The university of Manchester is working on a model of the human brain based on one million ARM processors

A human brain simulator based on a million ARM processors is in development at the University of Manchester.

Chips loaded with 18 processors each will form the system architecture of a supercomputer called SpiNNaker (Spiking Neural Network Architecture), which aims to map the brain’s individual functions.

Computer scientists say the huge volume of processors will enable them to model just one percent of brain functionality, which operates based on billions of interacting neurons.

The chips were delivered last month and have passed functionality testing.

It is hoped SpiNNaker can eventually help neuroscientists, doctors, and psychologists to understand complex brain injuries, diseases and conditions to identify the most effective therapies.

Learning how the brain works

Professor Steve Furber, from the university’s School of Computer Science, said: “We don’t know how the brain works as an information-processing system, and we do need to find out. We hope that our machine will enable significant progress towards achieving this understanding.”

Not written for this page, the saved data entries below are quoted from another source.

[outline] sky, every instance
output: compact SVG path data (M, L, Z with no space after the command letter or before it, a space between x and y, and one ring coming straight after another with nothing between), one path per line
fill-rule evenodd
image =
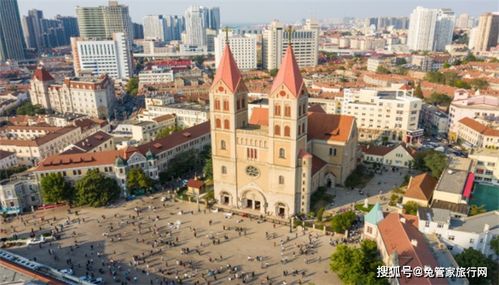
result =
M478 16L499 11L498 0L118 0L130 7L133 22L146 15L178 15L189 5L220 7L222 24L268 23L273 19L293 23L305 18L409 16L416 6L451 8ZM107 5L107 0L18 0L21 15L39 9L45 18L74 16L76 6Z

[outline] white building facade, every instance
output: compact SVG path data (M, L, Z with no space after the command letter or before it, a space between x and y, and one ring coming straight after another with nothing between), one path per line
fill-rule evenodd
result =
M229 32L229 45L241 70L257 68L256 38L254 36L235 35ZM225 33L218 33L215 39L215 64L218 67L225 45Z
M166 19L161 15L149 15L144 17L144 39L166 41L167 27Z
M407 46L411 50L443 51L452 40L454 22L449 9L416 7L410 16Z

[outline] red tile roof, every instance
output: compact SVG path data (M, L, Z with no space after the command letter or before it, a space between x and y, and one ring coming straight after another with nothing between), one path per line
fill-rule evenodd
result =
M312 155L312 175L317 173L317 171L321 170L324 166L327 165L327 162L320 159L319 157Z
M15 152L10 152L10 151L5 151L0 149L0 159L4 159L6 157L9 157L11 155L15 155Z
M81 153L81 152L88 152L92 149L95 149L99 145L112 140L112 136L106 132L103 131L97 131L94 134L82 139L81 141L74 143L74 146L64 153Z
M96 167L114 164L117 157L124 158L124 150L58 154L47 157L35 171L51 171L71 168Z
M320 104L314 104L308 108L309 112L315 112L315 113L326 113L324 109L322 109L322 106Z
M396 147L397 146L363 145L361 146L361 150L364 154L384 156Z
M437 186L438 180L429 173L422 173L411 177L405 197L430 201L433 190Z
M234 92L237 89L239 82L241 82L241 79L241 72L239 71L239 68L237 68L236 61L232 56L229 45L226 44L222 60L220 60L217 73L213 79L213 85L222 80L230 91Z
M405 222L400 219L405 218ZM430 266L435 268L438 266L437 261L433 257L431 250L426 243L426 240L417 228L417 217L410 215L400 215L398 213L389 213L378 224L378 230L381 235L383 244L385 245L388 255L394 252L398 255L399 265L409 265L411 268L416 266ZM417 243L416 246L413 242ZM399 278L400 284L447 284L446 279L441 278Z
M191 179L189 179L189 181L187 181L187 187L199 189L199 188L203 187L203 185L204 185L204 182L201 180L191 178Z
M459 123L467 126L468 128L470 128L470 129L472 129L475 132L478 132L480 134L483 134L486 136L491 136L491 137L499 137L499 130L487 127L487 126L481 124L480 122L475 121L471 118L464 117L461 120L459 120Z
M268 126L269 125L269 109L268 108L253 108L249 123L252 125Z
M282 59L281 67L274 79L270 93L273 93L282 85L286 86L295 97L301 95L301 90L304 86L300 68L298 67L298 63L296 63L291 45L288 45L288 48L286 49L286 54Z
M50 73L43 66L39 66L36 68L35 73L33 74L33 78L36 78L40 81L54 80L54 77L52 77L52 75L50 75Z

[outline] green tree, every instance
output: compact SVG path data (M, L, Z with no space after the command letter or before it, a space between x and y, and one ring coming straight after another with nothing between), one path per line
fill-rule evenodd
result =
M270 74L270 76L274 77L277 75L277 72L279 72L279 69L274 68L274 69L269 71L269 74Z
M317 211L317 221L322 222L322 218L323 218L323 216L324 216L324 211L325 211L325 210L326 210L326 209L324 209L324 208L320 208L320 209Z
M171 127L162 128L156 134L156 139L161 139L161 138L167 137L167 136L171 135L171 133L178 132L178 131L181 131L181 130L182 130L182 128L178 127L177 125L171 126Z
M206 159L203 167L204 176L208 180L213 180L213 160L211 157Z
M137 95L139 91L139 78L138 77L130 77L128 82L126 83L126 93L130 95Z
M383 263L378 255L376 242L363 240L360 248L341 244L330 258L330 269L336 272L343 284L388 284L384 278L376 278L378 266Z
M14 174L26 171L28 168L23 165L13 166L5 169L0 169L0 180L7 179Z
M487 277L469 277L470 284L497 284L497 264L478 250L467 248L455 260L460 267L487 267Z
M45 109L41 105L33 105L31 102L24 102L16 109L16 115L43 115L45 114Z
M120 187L116 180L106 177L98 169L88 170L85 176L76 182L76 201L78 205L102 207L120 196Z
M133 167L128 171L126 177L126 187L133 193L136 190L151 192L153 181L141 168Z
M495 236L490 240L490 247L494 250L496 255L499 255L499 236Z
M383 65L378 65L378 68L376 68L376 73L381 73L381 74L390 74L391 71L384 67Z
M447 165L448 161L445 154L434 150L418 152L414 158L415 169L431 171L431 175L435 178L440 177Z
M193 58L194 62L199 65L199 66L202 66L203 65L203 62L204 62L204 56L202 55L196 55L194 58Z
M434 105L449 106L452 102L452 97L444 93L433 92L426 102Z
M71 202L73 189L60 173L49 173L40 181L43 201L46 203Z
M331 227L333 228L333 231L343 233L352 226L355 219L356 216L353 211L341 213L333 217L331 220Z
M404 204L404 211L406 214L409 215L416 215L416 213L418 212L418 208L419 208L418 203L414 201L409 201Z
M480 215L480 214L483 214L487 212L487 210L485 210L485 206L481 205L481 206L478 206L478 205L471 205L470 207L470 216L475 216L475 215Z
M489 87L489 82L482 78L475 78L470 81L470 85L473 89L486 89Z
M416 88L414 89L414 96L423 99L423 89L421 88L421 82L418 82L418 85L416 85Z

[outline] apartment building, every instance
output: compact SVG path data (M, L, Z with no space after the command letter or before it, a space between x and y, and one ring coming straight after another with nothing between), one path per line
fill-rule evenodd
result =
M0 150L13 152L21 165L33 166L81 139L81 128L4 126L0 128Z
M113 33L111 39L71 38L76 76L107 74L113 79L132 75L132 54L124 33Z
M175 119L174 114L166 114L151 120L128 120L116 126L112 134L132 143L146 143L154 140L161 130L175 127Z
M462 118L456 124L456 139L468 148L499 149L499 125Z
M0 171L17 166L17 156L15 152L0 150Z
M33 175L22 175L0 181L0 213L20 214L40 206L42 198Z
M168 67L151 66L139 73L139 87L172 82L175 79L173 70Z
M473 159L473 173L478 182L499 184L499 150L474 149L469 154Z
M146 108L138 115L142 121L174 114L178 127L192 127L208 121L210 107L193 102L175 103L169 95L153 95L145 100Z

He added: “This could ultimately be of great help for patients, for example, who have presented with reading problems caused by strokes or similar brain injuries. Psychologists have already developed neural networks on which they can reproduce the clinical pathologies.”

There are 100 billion neurons with 1,000 trillion connections in the human brain. The neurons emit spikes which are relayed as tiny electrical signals.

SpiNNaker models these impulses as a ‘packet’ of data, in what the university described as a scaled down version of the way the Internet carries information.

This packet is then sent to all connected neurons, represented by small simple equations solved in real-time by software on the ARM processors.

Because the electronic connections in SpiNNaker convey these spikes much quicker than the brain’s biological connections, SpiNNaker can work just as effectively and quickly with many fewer connections.

Bespoke package

The bespoke microchips, designed in Manchester and manufactured in Taiwan, are integrated in a single 19mm square package.

A second microchip provides substantial memory using 3D System-in-Package technology from Unisem Europe, who have packaging facilities in south Wales.

It is claimed this package delivers the computing power of a PC in a tiny space and for around one watt of electrical power.

Mike Muller, chief technical officer at ARM said: “SpiNNaker seeks to create a working model of the ultimate smart system, the human brain. Steve is part of the ARM family, so this project was a perfect way to partner with him and Manchester University, and for ARM to encourage leading research in the UK.”

The University of Manchester was selected to design the system architecture for the project, and received half of a £5 million engineering and physical sciences research council grant to support the work.

The universities of Southampton, Cambridge and Sheffield are sharing the rest to work on other parts of the project.